Heart palpitations and chest pain are some of the other cardiac problems reported by long-haulers, Karmen said, adding that patients seen by WMCHealth are also reporting hair loss.
People sick with COVID-19 often lose their ability to smell and taste but can expect those senses to improve as the infection wanes. But some long-haulers have gone months without regaining those senses, Karmen said.
“Say they got sick in March or April. Now, it’s December and they still have trouble with tasting and smelling,” she said.
WMCHealth’s program, has a range of specialists — cardiologists, pulmonologists, neurologists, nephrologists, etc. — to treat people with post-COVID-19 symptoms. In addition to the hundreds of long-haulers WMC doctors were following before the program’s launch, another 100 or so people have joined since October, Karmen said.
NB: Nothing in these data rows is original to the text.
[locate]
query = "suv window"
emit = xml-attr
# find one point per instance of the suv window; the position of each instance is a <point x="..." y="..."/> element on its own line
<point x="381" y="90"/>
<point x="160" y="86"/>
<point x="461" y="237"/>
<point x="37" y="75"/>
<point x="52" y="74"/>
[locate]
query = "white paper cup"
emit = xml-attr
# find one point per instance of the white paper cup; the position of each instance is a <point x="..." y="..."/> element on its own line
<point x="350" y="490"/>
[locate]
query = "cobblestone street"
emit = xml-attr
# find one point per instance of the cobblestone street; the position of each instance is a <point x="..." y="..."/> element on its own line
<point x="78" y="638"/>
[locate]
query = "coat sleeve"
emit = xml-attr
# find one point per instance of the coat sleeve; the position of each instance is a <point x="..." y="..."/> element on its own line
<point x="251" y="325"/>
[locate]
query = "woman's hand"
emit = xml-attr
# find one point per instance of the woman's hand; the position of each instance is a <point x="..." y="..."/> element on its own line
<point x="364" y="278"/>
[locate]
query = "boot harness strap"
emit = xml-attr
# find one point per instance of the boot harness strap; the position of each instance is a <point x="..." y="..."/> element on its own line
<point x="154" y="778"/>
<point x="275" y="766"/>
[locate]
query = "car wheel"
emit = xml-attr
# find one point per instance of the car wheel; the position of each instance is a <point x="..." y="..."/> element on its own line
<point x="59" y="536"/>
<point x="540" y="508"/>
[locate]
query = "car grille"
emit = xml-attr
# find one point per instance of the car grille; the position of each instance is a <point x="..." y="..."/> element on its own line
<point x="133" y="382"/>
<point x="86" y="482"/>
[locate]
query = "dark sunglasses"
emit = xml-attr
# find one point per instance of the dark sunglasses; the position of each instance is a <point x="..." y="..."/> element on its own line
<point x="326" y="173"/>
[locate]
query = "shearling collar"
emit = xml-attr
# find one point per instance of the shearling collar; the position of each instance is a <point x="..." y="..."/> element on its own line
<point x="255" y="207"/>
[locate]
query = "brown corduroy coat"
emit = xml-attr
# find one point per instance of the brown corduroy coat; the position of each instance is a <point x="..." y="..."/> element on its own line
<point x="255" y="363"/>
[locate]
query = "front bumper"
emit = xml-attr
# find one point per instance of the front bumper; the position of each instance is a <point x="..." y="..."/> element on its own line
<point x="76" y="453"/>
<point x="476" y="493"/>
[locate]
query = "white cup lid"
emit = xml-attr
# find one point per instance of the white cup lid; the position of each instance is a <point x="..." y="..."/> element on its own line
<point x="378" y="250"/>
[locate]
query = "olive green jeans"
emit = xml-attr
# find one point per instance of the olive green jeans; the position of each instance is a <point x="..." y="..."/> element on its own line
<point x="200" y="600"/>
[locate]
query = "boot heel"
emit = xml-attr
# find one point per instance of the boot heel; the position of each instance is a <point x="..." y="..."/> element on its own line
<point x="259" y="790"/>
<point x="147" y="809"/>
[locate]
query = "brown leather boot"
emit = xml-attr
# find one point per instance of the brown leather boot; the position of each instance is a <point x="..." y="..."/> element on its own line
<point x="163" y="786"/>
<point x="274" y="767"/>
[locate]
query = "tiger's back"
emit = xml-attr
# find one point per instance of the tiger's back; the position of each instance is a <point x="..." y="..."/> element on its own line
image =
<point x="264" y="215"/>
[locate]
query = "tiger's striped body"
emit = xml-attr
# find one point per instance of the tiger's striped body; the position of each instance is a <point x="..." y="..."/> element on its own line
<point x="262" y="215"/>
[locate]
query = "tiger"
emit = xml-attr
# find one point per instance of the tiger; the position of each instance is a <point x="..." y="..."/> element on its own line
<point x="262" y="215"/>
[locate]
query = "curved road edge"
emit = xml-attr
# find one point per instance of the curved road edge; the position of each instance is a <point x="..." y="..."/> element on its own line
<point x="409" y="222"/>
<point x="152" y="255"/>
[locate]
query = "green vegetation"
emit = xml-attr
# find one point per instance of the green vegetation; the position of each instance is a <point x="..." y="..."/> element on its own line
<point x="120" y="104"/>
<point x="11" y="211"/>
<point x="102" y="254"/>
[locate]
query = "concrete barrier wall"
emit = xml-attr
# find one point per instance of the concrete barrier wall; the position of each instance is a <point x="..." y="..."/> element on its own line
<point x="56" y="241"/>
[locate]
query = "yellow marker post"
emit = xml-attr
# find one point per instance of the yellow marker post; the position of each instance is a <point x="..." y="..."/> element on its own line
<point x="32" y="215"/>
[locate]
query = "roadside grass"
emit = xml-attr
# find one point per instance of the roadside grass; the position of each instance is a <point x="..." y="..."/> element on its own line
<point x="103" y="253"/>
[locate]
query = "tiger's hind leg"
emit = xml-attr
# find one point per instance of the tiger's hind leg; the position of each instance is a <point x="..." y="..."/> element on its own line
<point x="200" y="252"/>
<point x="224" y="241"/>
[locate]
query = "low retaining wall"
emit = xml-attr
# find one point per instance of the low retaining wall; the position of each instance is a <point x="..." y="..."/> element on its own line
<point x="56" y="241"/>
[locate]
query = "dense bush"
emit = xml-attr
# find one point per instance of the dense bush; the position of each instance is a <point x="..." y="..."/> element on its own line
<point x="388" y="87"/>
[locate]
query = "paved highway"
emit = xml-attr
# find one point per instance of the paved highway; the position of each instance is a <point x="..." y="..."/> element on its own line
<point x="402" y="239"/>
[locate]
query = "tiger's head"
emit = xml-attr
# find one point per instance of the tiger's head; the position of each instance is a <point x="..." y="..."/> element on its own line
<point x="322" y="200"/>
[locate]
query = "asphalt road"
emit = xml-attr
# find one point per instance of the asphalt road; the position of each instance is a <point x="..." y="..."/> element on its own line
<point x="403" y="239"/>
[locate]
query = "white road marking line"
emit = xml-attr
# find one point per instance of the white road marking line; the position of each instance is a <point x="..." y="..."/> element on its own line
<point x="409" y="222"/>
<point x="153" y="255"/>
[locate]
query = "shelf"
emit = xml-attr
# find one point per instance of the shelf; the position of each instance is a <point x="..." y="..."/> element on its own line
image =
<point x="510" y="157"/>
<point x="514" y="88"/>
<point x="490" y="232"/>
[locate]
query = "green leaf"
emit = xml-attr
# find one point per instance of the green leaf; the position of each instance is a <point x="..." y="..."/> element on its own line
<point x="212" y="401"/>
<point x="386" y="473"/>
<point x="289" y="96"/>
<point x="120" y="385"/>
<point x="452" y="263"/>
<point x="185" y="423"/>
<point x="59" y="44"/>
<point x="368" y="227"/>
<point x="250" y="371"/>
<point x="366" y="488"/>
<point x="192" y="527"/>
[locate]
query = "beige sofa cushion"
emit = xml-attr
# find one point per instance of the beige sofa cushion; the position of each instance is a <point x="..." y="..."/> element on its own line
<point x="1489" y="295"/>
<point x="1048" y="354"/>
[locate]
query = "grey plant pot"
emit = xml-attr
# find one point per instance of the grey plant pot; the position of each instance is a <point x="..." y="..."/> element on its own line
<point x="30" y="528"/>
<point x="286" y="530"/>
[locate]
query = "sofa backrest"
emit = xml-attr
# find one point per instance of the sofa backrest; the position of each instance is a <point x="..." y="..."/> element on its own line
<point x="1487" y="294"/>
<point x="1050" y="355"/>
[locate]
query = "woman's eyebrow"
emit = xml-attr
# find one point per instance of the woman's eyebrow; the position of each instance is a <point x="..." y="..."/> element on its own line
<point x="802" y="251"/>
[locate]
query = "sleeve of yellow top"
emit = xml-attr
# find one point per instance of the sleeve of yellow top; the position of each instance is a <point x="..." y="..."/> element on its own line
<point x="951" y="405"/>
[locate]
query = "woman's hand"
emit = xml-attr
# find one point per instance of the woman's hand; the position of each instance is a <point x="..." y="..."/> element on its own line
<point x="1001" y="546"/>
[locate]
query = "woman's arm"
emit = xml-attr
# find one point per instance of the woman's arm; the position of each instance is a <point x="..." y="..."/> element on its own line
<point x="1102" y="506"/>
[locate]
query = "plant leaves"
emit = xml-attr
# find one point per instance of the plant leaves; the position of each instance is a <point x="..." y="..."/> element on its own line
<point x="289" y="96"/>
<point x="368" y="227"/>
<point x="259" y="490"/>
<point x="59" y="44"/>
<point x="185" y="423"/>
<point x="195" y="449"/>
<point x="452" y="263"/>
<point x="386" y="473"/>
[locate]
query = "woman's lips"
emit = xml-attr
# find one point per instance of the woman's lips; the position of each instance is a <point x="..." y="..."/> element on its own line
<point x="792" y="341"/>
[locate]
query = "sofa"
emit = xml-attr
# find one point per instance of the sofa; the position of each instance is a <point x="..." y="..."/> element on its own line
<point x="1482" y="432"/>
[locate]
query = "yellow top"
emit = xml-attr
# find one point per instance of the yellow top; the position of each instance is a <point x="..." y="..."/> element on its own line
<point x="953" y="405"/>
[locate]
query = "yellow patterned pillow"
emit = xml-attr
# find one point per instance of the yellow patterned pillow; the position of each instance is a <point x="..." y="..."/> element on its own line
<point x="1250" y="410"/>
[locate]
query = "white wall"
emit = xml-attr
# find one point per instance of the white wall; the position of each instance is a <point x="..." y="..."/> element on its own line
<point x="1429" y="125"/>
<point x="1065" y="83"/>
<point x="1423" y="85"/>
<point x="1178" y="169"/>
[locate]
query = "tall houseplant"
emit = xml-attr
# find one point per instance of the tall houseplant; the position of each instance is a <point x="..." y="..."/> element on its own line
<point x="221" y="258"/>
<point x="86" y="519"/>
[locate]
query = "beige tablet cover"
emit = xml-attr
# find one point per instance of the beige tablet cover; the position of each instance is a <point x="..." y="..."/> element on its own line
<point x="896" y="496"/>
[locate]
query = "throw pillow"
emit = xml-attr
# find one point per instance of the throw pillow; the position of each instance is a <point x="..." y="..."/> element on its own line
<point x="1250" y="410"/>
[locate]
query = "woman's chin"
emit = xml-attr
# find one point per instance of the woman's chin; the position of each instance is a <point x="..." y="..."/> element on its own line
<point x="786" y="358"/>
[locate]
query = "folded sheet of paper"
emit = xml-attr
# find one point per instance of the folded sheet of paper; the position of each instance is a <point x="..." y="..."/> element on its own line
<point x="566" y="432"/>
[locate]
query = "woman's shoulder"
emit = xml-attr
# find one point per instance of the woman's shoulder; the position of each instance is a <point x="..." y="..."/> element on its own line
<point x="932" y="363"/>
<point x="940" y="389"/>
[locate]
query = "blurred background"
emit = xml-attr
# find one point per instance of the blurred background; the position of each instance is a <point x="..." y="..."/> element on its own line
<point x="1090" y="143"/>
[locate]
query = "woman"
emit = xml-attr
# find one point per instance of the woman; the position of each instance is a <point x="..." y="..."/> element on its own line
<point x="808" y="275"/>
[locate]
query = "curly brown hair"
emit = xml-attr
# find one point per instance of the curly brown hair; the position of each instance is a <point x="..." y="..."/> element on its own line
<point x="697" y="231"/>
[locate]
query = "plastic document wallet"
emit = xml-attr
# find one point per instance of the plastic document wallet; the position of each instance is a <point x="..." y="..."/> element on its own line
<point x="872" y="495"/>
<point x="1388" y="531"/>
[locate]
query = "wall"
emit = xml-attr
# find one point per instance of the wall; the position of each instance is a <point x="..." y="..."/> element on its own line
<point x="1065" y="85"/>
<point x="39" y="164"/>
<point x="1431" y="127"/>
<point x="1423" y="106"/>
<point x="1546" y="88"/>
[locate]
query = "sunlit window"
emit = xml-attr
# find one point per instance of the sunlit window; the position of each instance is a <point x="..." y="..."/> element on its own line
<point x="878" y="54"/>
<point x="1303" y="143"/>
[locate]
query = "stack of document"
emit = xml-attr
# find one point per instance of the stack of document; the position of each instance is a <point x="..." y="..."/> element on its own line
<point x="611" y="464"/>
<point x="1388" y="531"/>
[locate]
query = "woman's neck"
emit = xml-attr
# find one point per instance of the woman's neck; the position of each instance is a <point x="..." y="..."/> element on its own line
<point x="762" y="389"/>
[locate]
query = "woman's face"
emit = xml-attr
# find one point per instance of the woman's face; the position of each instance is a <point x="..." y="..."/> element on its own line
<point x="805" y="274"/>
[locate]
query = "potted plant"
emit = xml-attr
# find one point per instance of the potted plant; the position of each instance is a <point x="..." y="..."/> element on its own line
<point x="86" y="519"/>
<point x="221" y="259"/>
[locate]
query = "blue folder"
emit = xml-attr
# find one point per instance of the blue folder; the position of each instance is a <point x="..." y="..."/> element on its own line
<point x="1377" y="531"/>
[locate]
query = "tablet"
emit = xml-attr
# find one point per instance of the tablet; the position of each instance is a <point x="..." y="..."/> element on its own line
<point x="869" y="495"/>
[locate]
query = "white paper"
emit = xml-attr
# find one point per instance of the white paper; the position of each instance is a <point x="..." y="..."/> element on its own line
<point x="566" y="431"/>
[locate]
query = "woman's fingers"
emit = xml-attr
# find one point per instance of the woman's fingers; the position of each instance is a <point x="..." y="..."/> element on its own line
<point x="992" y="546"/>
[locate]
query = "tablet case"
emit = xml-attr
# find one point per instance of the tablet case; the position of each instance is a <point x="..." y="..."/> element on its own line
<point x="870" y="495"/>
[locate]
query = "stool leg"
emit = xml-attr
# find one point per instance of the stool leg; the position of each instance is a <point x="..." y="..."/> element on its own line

Many of them are grateful to have their symptoms taken seriously, “because a lot of them had been dismissed by other doctors and they haven’t been able to get the proper care,” she said.
Officials at Nuvance Health, whose system includes Putnam Hospital Center in Carmel and Vassar Brothers Medical Center in Poughkeepsie, are talking about creating a similar program, said Paul Nee, an infectious disease doctor with Nuvance.
“We’re not talking 10 or 20 patients; we have thousands of patients who experienced COVID,” he said.
Randy has enrolled in Mount Sinai Hospital’s Center for Post-COVID Care, which he discovered at an online support group for long-haulers created by Body Politic, a wellness website. Each day he enters his symptoms in an app provided by Mount Sinai and once a week meets with a doctor by videoconference.
His health improved over the summer, but “it’s like sore and painful” when he takes deep breaths, his limbs sometimes go numb and he still has trouble sleeping.
While “it’s been good to have the support of some doctors who are on the front lines of trying to understand this virus,” the lingering health problems can be “extremely frustrating,” Randy said.
“There’s a lot of fear that I’ll never be back to my health pre-COVID,” he said.